Lin Qingmu se burló y provocó:
—¡Liu Guohui, debo decir, eres bastante algo!
Tu familia Liu realmente sabe cómo imponerse.
¿Construyeron este camino, o es este lugar el patio trasero de su familia?
¿Por qué no podemos pasar?
¿Acaso su familia vende tuberías para monitorear todo tan ampliamente?
—sus palabras eran groseras, destinadas a provocar, las escupió sin restricción.
Liu Guohui se quedó sin palabras, su rostro pasando por tonos de verde y blanco.
Temeroso de que pudiera ser envenenado hasta la muerte por la lengua venenosa de Lin Qingmu.
Simplemente los ignoró y avanzó cojeando.
La ira que llevaba dentro era claramente visible incluso a través de su silueta obstinada.
Lin Qingmu, al ver que Liu Guohui no ofrecía ninguna réplica, sintió que algo estaba mal y se acercó rápidamente para mirarlo de cerca.

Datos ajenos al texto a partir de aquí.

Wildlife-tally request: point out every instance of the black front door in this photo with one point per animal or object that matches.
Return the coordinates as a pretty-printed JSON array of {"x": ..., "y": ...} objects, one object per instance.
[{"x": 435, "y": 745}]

—Oye, ¿no eres un trabajador temporal en la planta de acero?
¿No son tus horas de trabajo ahora?
¿Por qué te ves así, te han golpeado?
—Lin Qingmu rió con un toque de malicia, preguntando como si lo mereciera.
Liu Guohui lo miró ferozmente y dijo resentido:
—¡Lin Qingmu, no te pases!
—¿hay algún problema con que tome un permiso para volver a casa?
—Por qué demonios tuve que encontrarme con los hermanos Lin?
Realmente mala suerte TM.
Lin Tang no se molestó con Liu Guohui y tiró de su hermano, que parecía estar a punto de decir algo más.
—Tercer hermano, no perdamos tiempo aquí.
Volvamos rápido a casa.
Sin embargo, el aspecto desaliñado de Liu Guohui sí parecía un poco extraño.
Desde que surgieron casos de niñas secuestradas a plena luz del día en el condado, la Estación de Policía había establecido equipos de patrulla.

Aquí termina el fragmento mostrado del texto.